Aqueles que o conhecem bem sustentam que só mostra intensa paixão quando fala de Fiodor Dostoyevski, seu escritor preferido. “É um jesuíta até a medula. Ele fala pouco. Ouve o dobro do que fala. E pensa o triplo do que ouve”, disse ao Estado um ex-embaixador argentino em Roma. O diplomata sustenta que jamais desejaria ter Bergoglio como inimigo. Com ironia, explica: “Quem vive, como Bergoglio, só à base de frango cozido e verduras, só pode ser um cara perigoso…”.
Mas, para os argentinos, Bergoglio é o novo ídolo. As pesquisas indicam que mais de 75% dos habitantes do país simpatizam com ele, inclusive os integrantes de outras religiões e os ateus. Sua imagem é vendida em posters, figurinhas e stickers.

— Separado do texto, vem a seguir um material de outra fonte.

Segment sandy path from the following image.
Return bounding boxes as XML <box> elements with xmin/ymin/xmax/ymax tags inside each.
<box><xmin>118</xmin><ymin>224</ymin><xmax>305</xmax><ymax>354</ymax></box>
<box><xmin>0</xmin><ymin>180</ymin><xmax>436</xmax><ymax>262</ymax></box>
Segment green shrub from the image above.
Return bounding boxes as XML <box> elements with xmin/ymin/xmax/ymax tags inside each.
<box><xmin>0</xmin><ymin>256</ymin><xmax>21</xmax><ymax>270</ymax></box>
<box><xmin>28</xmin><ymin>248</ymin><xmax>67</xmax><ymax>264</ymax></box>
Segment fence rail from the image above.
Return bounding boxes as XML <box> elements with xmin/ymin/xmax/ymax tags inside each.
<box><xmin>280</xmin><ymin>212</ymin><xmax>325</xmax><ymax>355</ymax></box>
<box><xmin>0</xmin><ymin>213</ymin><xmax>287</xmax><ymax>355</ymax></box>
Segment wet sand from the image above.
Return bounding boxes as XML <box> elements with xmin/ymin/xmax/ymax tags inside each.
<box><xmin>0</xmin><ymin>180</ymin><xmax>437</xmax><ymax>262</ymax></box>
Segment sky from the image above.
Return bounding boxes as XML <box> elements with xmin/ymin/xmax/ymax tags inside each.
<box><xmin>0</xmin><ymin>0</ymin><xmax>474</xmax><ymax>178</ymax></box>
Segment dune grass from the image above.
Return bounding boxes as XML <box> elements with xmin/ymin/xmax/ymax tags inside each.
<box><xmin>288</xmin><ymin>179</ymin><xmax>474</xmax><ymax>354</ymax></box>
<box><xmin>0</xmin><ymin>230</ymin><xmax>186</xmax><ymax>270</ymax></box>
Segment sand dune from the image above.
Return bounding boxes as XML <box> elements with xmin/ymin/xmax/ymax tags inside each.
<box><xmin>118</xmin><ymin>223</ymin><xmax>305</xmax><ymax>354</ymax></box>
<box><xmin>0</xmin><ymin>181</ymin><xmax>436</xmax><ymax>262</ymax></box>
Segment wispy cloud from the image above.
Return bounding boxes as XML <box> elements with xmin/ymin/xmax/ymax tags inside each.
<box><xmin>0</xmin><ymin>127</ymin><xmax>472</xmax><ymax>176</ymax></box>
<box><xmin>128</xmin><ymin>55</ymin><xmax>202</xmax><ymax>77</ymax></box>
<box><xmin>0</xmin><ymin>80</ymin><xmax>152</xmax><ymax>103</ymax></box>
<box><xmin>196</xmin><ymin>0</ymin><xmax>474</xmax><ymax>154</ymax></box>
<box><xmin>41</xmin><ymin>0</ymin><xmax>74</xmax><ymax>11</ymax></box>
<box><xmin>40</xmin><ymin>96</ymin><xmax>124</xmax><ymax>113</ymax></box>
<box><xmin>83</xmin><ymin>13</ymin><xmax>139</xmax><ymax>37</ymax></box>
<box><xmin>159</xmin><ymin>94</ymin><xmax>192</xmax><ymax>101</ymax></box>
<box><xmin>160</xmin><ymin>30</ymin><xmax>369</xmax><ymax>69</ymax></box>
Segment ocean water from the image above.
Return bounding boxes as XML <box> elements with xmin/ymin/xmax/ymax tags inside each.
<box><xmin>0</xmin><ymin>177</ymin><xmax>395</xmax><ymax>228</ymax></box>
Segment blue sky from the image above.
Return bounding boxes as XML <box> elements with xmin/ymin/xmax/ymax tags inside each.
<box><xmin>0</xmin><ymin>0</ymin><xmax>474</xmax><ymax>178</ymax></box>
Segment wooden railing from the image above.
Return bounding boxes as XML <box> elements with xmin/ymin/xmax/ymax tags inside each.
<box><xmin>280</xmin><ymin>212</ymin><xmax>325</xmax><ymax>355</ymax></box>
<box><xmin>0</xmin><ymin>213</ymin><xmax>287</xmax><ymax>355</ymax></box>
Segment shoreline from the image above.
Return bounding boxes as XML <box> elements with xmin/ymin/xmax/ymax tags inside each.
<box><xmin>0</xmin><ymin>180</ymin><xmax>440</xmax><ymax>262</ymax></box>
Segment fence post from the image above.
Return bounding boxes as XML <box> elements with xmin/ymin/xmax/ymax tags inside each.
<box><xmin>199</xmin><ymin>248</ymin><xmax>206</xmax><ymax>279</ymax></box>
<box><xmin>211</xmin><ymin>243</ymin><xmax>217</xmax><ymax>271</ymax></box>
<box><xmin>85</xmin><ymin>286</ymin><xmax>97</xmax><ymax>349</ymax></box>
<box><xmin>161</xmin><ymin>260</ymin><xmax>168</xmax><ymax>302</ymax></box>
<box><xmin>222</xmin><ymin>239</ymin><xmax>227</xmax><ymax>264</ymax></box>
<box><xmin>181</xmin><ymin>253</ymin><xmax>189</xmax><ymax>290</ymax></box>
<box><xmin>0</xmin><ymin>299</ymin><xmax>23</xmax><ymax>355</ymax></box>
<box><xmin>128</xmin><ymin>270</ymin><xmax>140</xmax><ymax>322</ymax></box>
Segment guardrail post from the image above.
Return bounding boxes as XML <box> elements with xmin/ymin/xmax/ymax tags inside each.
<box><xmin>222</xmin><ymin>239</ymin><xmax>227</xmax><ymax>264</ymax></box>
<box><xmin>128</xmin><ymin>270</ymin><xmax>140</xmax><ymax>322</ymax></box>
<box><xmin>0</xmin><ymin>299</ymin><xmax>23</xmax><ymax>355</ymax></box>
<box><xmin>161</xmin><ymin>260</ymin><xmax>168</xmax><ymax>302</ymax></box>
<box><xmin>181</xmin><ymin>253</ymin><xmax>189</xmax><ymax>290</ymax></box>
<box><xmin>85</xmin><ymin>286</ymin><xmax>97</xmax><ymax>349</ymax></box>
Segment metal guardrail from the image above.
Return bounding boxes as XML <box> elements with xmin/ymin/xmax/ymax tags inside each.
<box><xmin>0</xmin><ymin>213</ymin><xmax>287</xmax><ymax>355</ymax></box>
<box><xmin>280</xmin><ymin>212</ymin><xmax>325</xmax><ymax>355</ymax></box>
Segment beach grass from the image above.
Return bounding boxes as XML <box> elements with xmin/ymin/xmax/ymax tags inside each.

Bergoglio é idolatrado pelo clero jovem argentino que aprecia sua proximidade com o povo. Quando morava na cidade, o cardeal mantinha conversas com os portenhos enquanto se deslocava em metrô ou ônibus. Seus admiradores afirmam que o fazia “para estar perto do povo”. Os críticos sustentam que era “puro populismo”.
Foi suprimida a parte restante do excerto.